So over the weekend, there’s been a series of duelling interviews/press releases/etc over Natalie Portman’s performance in Black Swan, and how much of her character’s dancing was her versus how much was performed by Sarah Lane, her dance double. A Jezebel article points out that the timing of the whole thing is a little weird and pointless—Portman’s already won the Golden Globe and Oscar, and the movie is a success. Lane’s revelation, whether it’s believed or not, isn’t going to make that much of a difference to the movie’s bottom line. So…why does it matter?

The obvious explanation is that if Portman wasn’t doing most of her own dancing, the performance somehow suffers—it wasn’t a full portrayal of a ballerina having a mental breakdown. And I guess there’s an argument to be made there; the climactic moments of the film happen onstage, and if we know it’s Portman’s face superimposed on Lane’s body, maybe that would lessen the impact for some people.

The thing is, though, that climactic moment also involves Portman sprouting wings. That scene is not about the reality of her dancing; it’s about seeing what her character feels—and given that we’re already well, well into CGI territory, I’m not sure why having someone else do the footwork matters. Also, and I say this as a girl who took about ten years of dance lessons, ballet is really fucking difficult. Mind-blowingly so. It’s not just being able to spin or kick really high, it’s about performing feats of balance even for moves that look totally basic, and having a certain stance that we as audience members take for granted but is actually the result of years of practice, and about just generally being aware of your own body and its movements in a way lay people (and I’m including myself in this number—I took lessons as a decided amateur) don’t understand. Even if Portman just learned to hold herself like a dancer and move well enough to allow a professional dancer to be superimposed in, I’d consider that an impressive achievement.

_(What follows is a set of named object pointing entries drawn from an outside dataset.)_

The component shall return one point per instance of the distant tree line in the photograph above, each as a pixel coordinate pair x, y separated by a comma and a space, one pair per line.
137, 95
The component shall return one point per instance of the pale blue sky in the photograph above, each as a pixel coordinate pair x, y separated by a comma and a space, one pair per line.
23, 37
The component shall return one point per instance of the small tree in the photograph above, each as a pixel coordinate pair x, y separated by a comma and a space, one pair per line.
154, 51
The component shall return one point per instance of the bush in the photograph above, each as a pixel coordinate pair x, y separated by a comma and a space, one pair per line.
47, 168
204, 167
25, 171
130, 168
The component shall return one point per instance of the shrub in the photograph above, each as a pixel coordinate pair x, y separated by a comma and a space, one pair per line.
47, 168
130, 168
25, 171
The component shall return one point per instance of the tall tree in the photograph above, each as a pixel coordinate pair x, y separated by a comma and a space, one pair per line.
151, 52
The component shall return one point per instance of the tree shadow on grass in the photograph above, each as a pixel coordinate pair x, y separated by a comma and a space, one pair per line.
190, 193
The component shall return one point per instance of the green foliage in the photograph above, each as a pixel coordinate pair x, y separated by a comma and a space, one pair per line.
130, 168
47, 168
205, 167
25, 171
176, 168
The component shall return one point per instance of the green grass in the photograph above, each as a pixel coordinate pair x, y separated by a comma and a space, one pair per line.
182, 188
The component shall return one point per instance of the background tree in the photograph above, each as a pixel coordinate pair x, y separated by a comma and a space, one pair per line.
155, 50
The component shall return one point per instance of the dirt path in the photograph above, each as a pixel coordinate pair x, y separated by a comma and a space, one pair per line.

So why the insistence (complete with percentage breakdowns! I’m expecting a pie chart press release any minute now) on Portman having transformed herself in eighteen months into something dancers work their entire lives towards? I can’t help but wonder whether it’s because such an overwhelming amount of the discussion of her performance has been about her physical transformation: how skinny she was, how she lived on coffee and worked out eight hours a day, just look at her tiny dancer’s body! If we agree she looked that way because she turned herself into a ballet dancer, then it’s a triumph of immersive acting. If it turns out she did all that just to be able to look like a dancer, though, then we’ve all been lauding an actress for being really really good at dieting.

Don’t get me wrong: I think Portman is a fantastic actress, and I think her performance in Black Swan is about much, much more than what she looked like. But I think a lot of the critical discussion of her performance has devolved into talking about her looks, and if we take the artistic merit of her dancing out of it, that discussion starts to look a whole lot like rewarding an actress purely for hitting extreme physical ideals. I’d argue certain people aren’t insisting on Portman’s dancing for Portman’s sake; they’re arguing their point because of what it says about themselves.